Without arranging his disordered hair or dress, he went up on deck, looking so wild and haggard that one of the deck hands remarked to another:
“That young fellow has been on a big drunk, and is paying for it now, you bet.”
Harcourt had no intention of stopping in Richmond. He was too well known in the Queen City of the South. He would go to the North, and lose his identity in some large town where he had never been before.
New York City offered the largest human wilderness in which to lose himself. He had never been there in his life, and had no acquaintances there except the Bushes and that Belial, Hanson. Hanson was away, and the Bushes would not be at all likely to discover him in changed identity.
He would go to New York by the first boat.
He declined the breakfast offered him by the steward, gathered his baggage and had it transferred to the New York boat, which was getting up steam to start on her northward voyage. He sat on the deck, staring off into vacancy, as the boat turned and steamed down the river.

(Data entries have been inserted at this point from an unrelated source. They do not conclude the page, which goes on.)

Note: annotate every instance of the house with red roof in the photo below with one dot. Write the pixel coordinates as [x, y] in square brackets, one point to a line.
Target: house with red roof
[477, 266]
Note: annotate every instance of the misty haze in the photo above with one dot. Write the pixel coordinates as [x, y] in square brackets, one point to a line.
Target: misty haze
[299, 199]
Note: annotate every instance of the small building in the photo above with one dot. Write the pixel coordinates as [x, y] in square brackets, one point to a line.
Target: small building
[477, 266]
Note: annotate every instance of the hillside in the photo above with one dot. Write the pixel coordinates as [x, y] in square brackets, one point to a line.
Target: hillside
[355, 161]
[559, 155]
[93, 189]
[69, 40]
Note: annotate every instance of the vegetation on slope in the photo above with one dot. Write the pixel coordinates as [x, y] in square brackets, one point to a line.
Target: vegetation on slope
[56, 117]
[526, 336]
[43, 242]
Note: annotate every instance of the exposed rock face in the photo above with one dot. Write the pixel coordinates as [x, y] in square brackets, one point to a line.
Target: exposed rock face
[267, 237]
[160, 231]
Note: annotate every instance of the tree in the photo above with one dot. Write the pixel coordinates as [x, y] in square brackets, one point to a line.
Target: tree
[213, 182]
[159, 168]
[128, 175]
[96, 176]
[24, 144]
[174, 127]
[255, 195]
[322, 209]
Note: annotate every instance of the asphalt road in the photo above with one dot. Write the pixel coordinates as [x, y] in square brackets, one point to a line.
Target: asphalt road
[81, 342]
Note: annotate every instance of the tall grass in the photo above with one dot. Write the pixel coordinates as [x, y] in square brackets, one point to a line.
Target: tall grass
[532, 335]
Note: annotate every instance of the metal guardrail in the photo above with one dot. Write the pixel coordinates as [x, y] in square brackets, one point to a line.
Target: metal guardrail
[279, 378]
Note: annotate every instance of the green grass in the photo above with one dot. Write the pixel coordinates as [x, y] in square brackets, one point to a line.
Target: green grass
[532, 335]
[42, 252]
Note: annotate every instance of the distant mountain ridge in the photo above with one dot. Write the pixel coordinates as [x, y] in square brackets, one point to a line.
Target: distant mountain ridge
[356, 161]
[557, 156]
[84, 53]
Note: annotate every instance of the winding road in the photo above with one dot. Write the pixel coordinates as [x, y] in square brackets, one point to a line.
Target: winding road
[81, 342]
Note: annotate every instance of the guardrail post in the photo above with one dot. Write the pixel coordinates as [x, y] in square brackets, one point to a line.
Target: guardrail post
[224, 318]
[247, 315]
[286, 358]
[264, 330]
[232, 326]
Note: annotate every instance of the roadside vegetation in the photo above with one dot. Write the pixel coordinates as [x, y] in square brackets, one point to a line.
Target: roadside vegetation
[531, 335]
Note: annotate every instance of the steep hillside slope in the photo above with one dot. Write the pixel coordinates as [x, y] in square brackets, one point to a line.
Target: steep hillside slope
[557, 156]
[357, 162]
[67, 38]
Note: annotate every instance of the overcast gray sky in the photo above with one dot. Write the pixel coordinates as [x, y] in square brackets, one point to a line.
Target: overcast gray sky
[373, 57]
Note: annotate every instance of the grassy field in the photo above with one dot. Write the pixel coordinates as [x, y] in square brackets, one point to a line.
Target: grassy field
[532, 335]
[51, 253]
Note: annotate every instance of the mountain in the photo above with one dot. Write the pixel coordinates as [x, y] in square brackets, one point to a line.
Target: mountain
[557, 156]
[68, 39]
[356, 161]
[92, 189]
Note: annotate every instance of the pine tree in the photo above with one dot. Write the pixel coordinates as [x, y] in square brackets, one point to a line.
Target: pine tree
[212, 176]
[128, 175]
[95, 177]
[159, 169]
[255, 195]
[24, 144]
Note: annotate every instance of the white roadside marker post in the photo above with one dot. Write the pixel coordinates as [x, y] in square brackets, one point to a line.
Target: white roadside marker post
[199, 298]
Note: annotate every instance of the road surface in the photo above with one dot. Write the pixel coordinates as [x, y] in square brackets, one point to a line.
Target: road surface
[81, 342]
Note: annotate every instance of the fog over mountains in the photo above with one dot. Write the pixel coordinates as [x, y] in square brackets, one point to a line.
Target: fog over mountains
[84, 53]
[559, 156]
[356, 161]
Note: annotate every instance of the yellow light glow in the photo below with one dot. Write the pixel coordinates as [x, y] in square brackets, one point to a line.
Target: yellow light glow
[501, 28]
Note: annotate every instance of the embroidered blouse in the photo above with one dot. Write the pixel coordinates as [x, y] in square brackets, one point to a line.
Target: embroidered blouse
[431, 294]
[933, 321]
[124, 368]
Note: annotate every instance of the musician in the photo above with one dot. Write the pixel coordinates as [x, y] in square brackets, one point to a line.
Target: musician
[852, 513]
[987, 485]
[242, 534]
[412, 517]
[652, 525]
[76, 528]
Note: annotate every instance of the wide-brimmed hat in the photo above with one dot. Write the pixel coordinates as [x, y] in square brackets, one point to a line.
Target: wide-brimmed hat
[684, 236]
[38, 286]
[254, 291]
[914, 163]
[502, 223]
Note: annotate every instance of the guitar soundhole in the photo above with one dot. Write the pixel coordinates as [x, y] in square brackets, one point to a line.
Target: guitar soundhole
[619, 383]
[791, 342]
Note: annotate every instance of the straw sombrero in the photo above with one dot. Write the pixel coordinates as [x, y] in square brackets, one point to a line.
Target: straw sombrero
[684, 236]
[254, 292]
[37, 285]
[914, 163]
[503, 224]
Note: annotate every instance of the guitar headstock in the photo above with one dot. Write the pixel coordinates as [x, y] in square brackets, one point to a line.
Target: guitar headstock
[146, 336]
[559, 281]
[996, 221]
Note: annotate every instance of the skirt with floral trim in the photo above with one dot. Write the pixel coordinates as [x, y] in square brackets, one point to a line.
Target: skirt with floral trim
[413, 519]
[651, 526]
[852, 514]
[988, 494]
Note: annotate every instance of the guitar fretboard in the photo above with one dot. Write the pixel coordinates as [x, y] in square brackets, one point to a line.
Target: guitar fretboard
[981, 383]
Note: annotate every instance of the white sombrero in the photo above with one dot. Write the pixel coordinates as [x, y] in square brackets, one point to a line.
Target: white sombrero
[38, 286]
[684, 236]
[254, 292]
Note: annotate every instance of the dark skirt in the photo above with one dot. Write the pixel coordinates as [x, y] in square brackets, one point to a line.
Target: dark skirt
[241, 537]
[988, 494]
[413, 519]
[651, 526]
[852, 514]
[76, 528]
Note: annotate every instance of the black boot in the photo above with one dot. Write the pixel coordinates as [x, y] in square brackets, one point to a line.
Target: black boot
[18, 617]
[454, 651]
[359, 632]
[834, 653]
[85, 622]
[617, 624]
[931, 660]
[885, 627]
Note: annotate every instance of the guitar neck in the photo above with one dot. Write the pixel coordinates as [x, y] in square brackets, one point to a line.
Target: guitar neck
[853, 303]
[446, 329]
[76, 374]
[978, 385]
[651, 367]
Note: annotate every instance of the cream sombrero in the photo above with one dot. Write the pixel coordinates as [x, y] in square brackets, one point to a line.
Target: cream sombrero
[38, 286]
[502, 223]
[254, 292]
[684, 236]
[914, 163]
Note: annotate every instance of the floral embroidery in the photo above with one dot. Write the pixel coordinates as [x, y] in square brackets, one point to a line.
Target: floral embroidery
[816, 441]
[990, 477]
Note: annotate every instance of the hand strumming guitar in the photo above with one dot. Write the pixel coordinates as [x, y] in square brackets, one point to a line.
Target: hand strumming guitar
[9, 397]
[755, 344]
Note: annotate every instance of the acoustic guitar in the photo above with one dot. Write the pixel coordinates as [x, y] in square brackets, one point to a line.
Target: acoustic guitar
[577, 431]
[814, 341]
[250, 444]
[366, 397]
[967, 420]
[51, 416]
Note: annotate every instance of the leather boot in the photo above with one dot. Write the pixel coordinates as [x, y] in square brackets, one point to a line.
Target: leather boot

“Young fellow getting over a long spree, I shouldn’t wonder,” remarked one passenger to another, as they noticed the pallid skin, haggard features and inflamed eyes of poor Harcourt.
He knew nothing of these comments, but sat there, gloomy and abstracted, until he was aroused by a voice near him.
“How do you do, sir?” it said.
He looked up, dazed by the sudden and familiar address from a stranger.